On top of the Sathorn Unique Tower/Ghost Tower, Bangkong, Thailand.
On top of the Sathorn Unique Tower/Ghost Tower, Bangkong, Thailand.

Sathorn Unique Tower

skyscraperurban explorationarchitecturefinancial crisisBangkok
4 min read

The building was eighty percent finished when the money stopped. In 1997, the Asian financial crisis gutted Thailand's economy overnight, and Sathorn Unique Tower -- planned as a 47-story luxury condominium with 600 units in Bangkok's upscale Sathon district -- joined a grim fraternity of skeletal high-rises that would haunt the city's skyline for decades. What makes Sathorn Unique different from the other ghost buildings is that it refuses to disappear. Twenty-nine years later, it still stands off Charoen Krung Road, opposite the ancient Wat Yan Nawa, casting its shadow on the temple below. Locals consider that shadow inauspicious. Some believe the tower is haunted, built on a former graveyard. The building's architect believes it can still be saved.

The Architect and the Accusation

Rangsan Torsuwan designed Sathorn Unique with the same exuberant ambition that characterized his other projects, including the completed State Tower nearby. His style has been described as exultant post-modernism -- architectural pastiche in which styles and eras collide without restraint. The project launched in 1990, financed primarily by Thai Mex Finance and Securities Company, with construction by Siphya Construction. Then, in 1993, Rangsan was arrested and charged with plotting to murder the President of the Supreme Court, Praman Chansue. The attack never took place. The case dragged on for fifteen years -- Rangsan was convicted in 2008, then acquitted on appeal in 2010. But the damage to his financial credibility was done. Investors and lenders pulled back, construction funding dried up, and Sathorn Unique stalled. Rangsan insisted throughout that the project be sold only at a price that would repay the original buyers in full, refusing to declare bankruptcy. It was a principled stance that left the building frozen in concrete limbo.

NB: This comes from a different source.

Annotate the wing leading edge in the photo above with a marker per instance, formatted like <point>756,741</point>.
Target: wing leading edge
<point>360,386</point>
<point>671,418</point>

Forty-Nine Stories of Nothing

The tower's design calls for 49 stories including two underground levels, occupying about two rai of land and connected to a ten-story parking garage. From the outside, the structure looks nearly complete -- the silhouette is there, the floors are there, the shape of what was meant to be luxury living is legible. Inside, it is ruin. Exposed rebar, raw concrete, graffiti covering the walls, and empty shafts where elevators should have been. From the upper floors, the view of Bangkok sprawls unobstructed -- the Chao Phraya River, Taksin Bridge, the BTS Skytrain station at Saphan Taksin. It is a panorama that was supposed to justify premium condominium prices. Instead, it became the draw for a different kind of visitor entirely.

The Trespassers

Despite being officially off-limits, Sathorn Unique became one of Bangkok's most notorious urban exploration destinations. For years, security guards reportedly allowed access in exchange for bribes. The building appeared in travel blogs, YouTube videos, and photography portfolios. In December 2014, the body of a Swedish man was found hanged on the 43rd floor -- a suicide that prompted public discussion about the building's safety. By 2015, Pansit Torsuwan, Rangsan's son and a board member of Sathorn Unique Co., filed trespassing charges against five people, including two foreigners who had filmed themselves freerunning across exposed beams and ledges. He estimated that over a hundred people were entering illegally on some weekends. The building had become famous for the wrong reasons. In 2017, Pansit took a different approach, allowing Museum Siam to host a seminar inside as part of an exhibition marking the twentieth anniversary of the financial crisis. He also permitted the building to serve as a filming location for the GDH 559 horror film The Promise.

A Shadow on the Temple

The superstitions that surround Sathorn Unique are as layered as the building's concrete. Residents of the nearby communities point to the tower's shadow falling across Wat Yan Nawa, arguing that this is the source of its ill fortune -- a structure that literally darkens a place of worship was never going to succeed. Others believe the land beneath the tower was once a graveyard, making the site inherently haunted. Whether you accept these explanations or prefer the more prosaic narrative of an economic collapse and a criminal case that destroyed investor confidence, the result is the same: the building endures as Bangkok's most visible monument to the 1997 crisis. It stands where ambition met catastrophe and neither side blinked. The concrete holds. The view from the top is spectacular. Nobody lives there.

From the Air

Located at 13.717N, 100.515E in Bangkok's Sathon district, off Charoen Krung Road near the Chao Phraya River. The tower is visible as a tall, unfinished concrete structure -- distinctly skeletal compared to surrounding completed buildings. It sits opposite Wat Yan Nawa and near Taksin Bridge and the Saphan Taksin BTS station. Best viewed at 2,000-4,000 feet. Nearest airports: Don Mueang (VTBD) approximately 16 nm north; Suvarnabhumi (VTBS) approximately 15 nm east.